United Nations Association of Greater Boston is proud to recognize the efforts of individuals to improve the lives of others around the world. Every year, UNAGB announces a Global Citizenship award for outstanding achievement and contribution to the advancement of the types of work to which the UN is devoted – humanitarian aid, environmental protection, child welfare, human rights, global health, ethical international business, and many other areas.
The recipients of the 2016 UNAGB Global Citizenship Award are Janice G. Hunt and Ambassador Walter Carrington. Join us at the Global Citizens Gala on Saturday, June 11 at the Fairmont Copley Plaza to celebrate their inspirational achievements!
Janice G. Hunt lives in Needham. In addition to being on the UNAGB board, she is an Overseer of the Huntington Theatre, serves on several committees of The Trustees of Reservations (past President) and Wellesley College (past President of the Alumnae Association and Trustee) and many other community organizations. She and her husband, Roger B. Hunt, a retired Boston lawyer, have four children and seven grandchildren.
Janice has spent a lifetime as a volunteer. She is the past chairwoman of a multitude of special events for BSO, BPL, Save Venice and other organizations, a trustee of schools from nursery to Winsor School, President of the largest day-care group in MA, founder of lots of fun programs, trustee of Prouts Neck Association in Maine, Board member of other smaller groups, former Secretary of the Board of the UNA-USA in NY and continued involvement with The Trustees of Reservations.
Walter Carrington is a former American Ambassador to Nigeria and Senegal, both governments have conferred upon him national honors. In addition, in recognition of his championing of human rights in Nigeria, the diplomatic enclave in Lagos was renamed Walter Carrington Crescent. The United States embassy in Nigeria has established a youth fellowship in his honor (Carrington Youth Fellowship Initiative – CYFI.) Ambassador Carrington’s career has intersected with diplomacy, academia, law, government, politics, and human rights. A civil rights activist during his university days, Carrington was the first student elected to the National Board of Directors of the NAACP. A graduate of Harvard College and Law School, Carrington was a member of the Massachusetts Commission Against Discrimination becoming, at the age of 27, the youngest person to be appointed a Commissioner in the Commonwealth’s history. He was in charge of the case leading to the Red Sox hiring their first black player, the last Major League Baseball team to do so.

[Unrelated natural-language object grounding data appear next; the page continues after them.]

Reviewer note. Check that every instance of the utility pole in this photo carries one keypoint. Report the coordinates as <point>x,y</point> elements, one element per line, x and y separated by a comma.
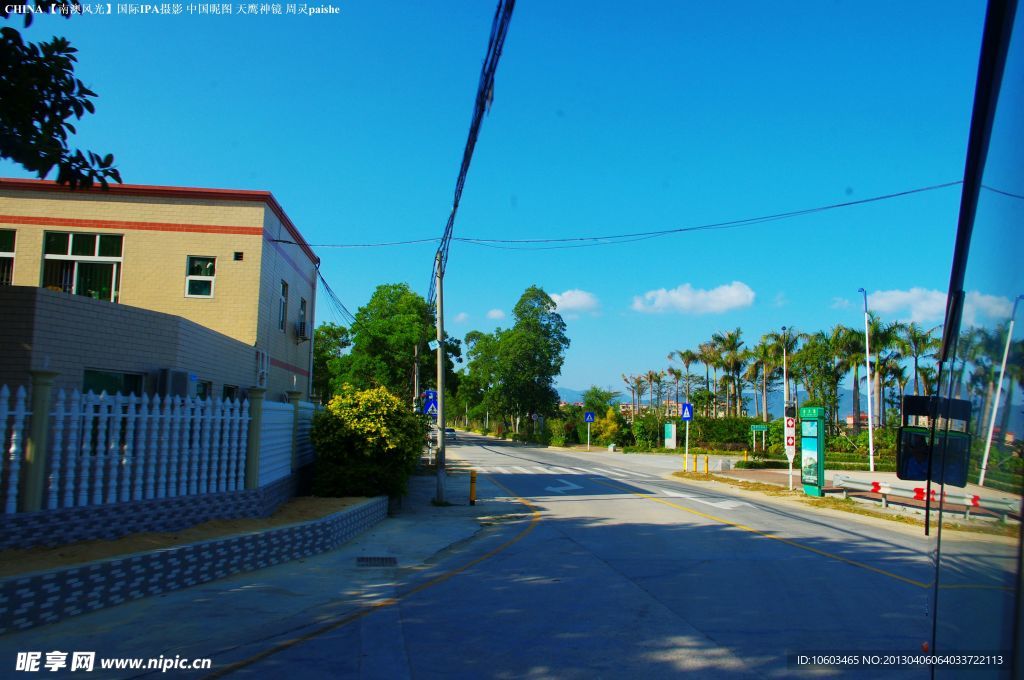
<point>416,376</point>
<point>440,379</point>
<point>867,363</point>
<point>998,391</point>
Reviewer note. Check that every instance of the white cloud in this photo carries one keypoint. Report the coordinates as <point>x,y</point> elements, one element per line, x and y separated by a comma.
<point>923,305</point>
<point>576,301</point>
<point>687,299</point>
<point>991,306</point>
<point>916,304</point>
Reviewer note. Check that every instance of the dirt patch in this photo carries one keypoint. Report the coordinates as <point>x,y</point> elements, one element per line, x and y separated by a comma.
<point>13,562</point>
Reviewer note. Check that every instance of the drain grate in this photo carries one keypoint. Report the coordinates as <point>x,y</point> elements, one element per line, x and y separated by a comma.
<point>376,561</point>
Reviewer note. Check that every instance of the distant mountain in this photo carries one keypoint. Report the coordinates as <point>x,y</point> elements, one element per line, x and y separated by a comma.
<point>569,395</point>
<point>775,405</point>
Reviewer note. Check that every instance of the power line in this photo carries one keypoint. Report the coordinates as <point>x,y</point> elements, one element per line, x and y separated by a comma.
<point>999,190</point>
<point>610,240</point>
<point>484,95</point>
<point>583,242</point>
<point>335,301</point>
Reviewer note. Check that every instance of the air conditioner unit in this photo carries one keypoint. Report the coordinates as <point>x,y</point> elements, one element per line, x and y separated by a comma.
<point>173,383</point>
<point>262,368</point>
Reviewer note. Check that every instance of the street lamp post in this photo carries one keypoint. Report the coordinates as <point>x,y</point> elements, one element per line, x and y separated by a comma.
<point>867,362</point>
<point>998,390</point>
<point>785,376</point>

Carrington was one of the first overseas directors of the Peace Corps, spending ten years in charge of programs in Sierra Leone, Tunisia and Senegal and as Regional Director for Africa. From there he went to the African-American Institute as its Executive Vice President and publisher of its magazine Africa Report. While there he was selected as Chairman of the United Nations Donor Agencies Conference on the African Regional Plan for the Application of Science and Technology to Development held in Addis Ababa, Ethiopia.He has been a Visiting Professor at several universities and was selected to spend a semester as a Distinguished Visitor at the MacArthur Foundation.He is currently an Associate of Harvard’s Hutchins Institute while working on a book on Nigeria.
In 1994 Ambassador Carrington was selected by the Boston Globe Sunday Magazine as one of the 100 most distinguished living graduates of Massachusetts’ public and parochial schools.He and his wife Arese were joint recipients of the 2014 City of Newton Lifetime Human Rights Achievement Award.